L’uomo simbolo della strage di Ankara: «No, non sono morto. Non so perché l’abbiano detto»

Solo ieri era stato dato per morto da tutta la stampa internazionale. Ma Izzettin Cevik, insegnante, almeno nel corpo è ancora vivo. Ne parla Repubblica

L’ATTENTATO DI ANKARA

Ecco cosa ha detto

«Sì, sono io quello della foto davanti alla stazione di Ankara. No, non sono morto. Non so perché l’abbiano detto. Sono vivo e sono qui. Morte sono mia figlia e mia sorella. Ma in quella piazza, in fondo, è come se fossi rimasto ucciso anch’io». […] Sul volto ha ancora i segni della bomba che ha ucciso più di cento persone durante il corteo della pace. È ferito, ma in piedi. Le immagini di lui abbracciato alla moglie piangente sono finite sulle prima pagine dei giornali di tutto il mondo. «Credo nella pace, è vero. Ma ho perso la mia famiglia. Avevo una figlia e una sorella. Sono morte entrambe davanti alla stazione di Ankara. Mi rimane mia moglie Hatice. Adesso è qui in ospedale. Sta facendo un intervento agli occhi. Spero di portarla a casa sana e salva».

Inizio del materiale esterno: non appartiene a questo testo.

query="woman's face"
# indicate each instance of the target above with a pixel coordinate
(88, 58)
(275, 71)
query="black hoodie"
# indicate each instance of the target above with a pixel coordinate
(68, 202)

Izzettin spiega di essere andato ad Ankara per manifestare ma anche per “riunire” la famiglia: ad Ankara sia lui che la moglie avevano dei parenti

 «Un’altra ragione era di far visitare mia sorella Nilgun, che aveva scoperto di avere un cancro. Ora lei non c’è più. E non c’è più nemmeno mia figlia, studentessa universitaria. Il momento in cui ci hanno fotografato è quando abbiamo capito di averla persa. E io, lì, prendo mia moglie tra le mie braccia. Ora, tornare senza Basak, senza Nilgun, è un dolore atroce».